After his death, his collection of reels was sold by Joseph's son to Sharon Pucker Rivo and Miriam Krant, who used it as the basis to found the National Center for Jewish Film. The center has since restored and reissued a number of Joseph's films, including God, Man and Devil in 1978 Motel the Operator in 2001, The Living Orphan in 2004, and Kol Nidre in 2012. His 1949 film God, Man and Devil was also re-released on video in 1991.

==Selected filmography==
- Yiddish Mama (מײַן ייִדישע מאַמע) (1930)
- Eli, Eli (193?) as producer and director.
- Hitler's Reign of Terror (1934), as supervisor, directed by Michael Mindlin.
- Living Orphan (Lebediker Yosem) (1937), as director and producer.
- Al khet (I have Sinned) (1937), as producer
- Der Yiddisher Nigun (the Jewish Melody) (19??), as producer and director.
- Jolly Paupers (פֿריילעכע קבצנים) (1937), as producer, directed by L. Feannick, script by Itzik Manger, produced in Poland.

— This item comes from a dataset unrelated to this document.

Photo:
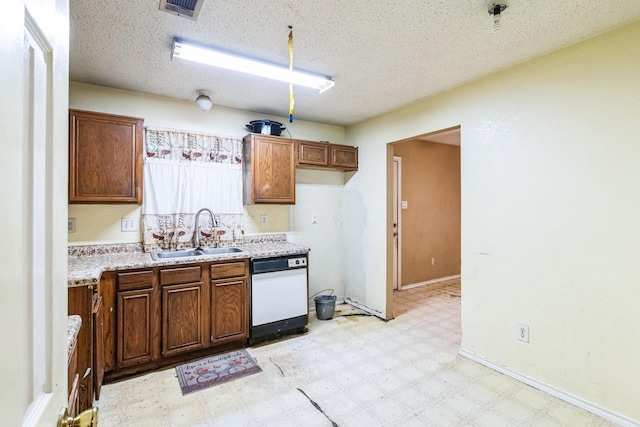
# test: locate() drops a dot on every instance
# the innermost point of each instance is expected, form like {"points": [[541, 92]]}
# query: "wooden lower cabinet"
{"points": [[166, 314], [229, 312], [181, 318], [80, 302], [98, 345], [135, 327]]}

- Kol Nidre (1939), as director, starring Leibele Waldman.
- Paradise in Harlem (1940)
- Motl the Operator (1940), as producer, based on a play by Chaim Towber.
- The Great Advisor (1940), as producer and director, starring Irving Jacobson.
- Mazel Tov Yidden (1941), as producer and director.
- American Matchmaker (אַמעריקאַנער שדכן) (1940), as producer, directed by Edgar G. Ulmer, starring Leo Fuchs.
- Three Daughters (19??), as director.
- God, Man and the Devil (1949–50) (גאָט, מענטש און טײַװל), as producer and director, script by Joseph Gordin.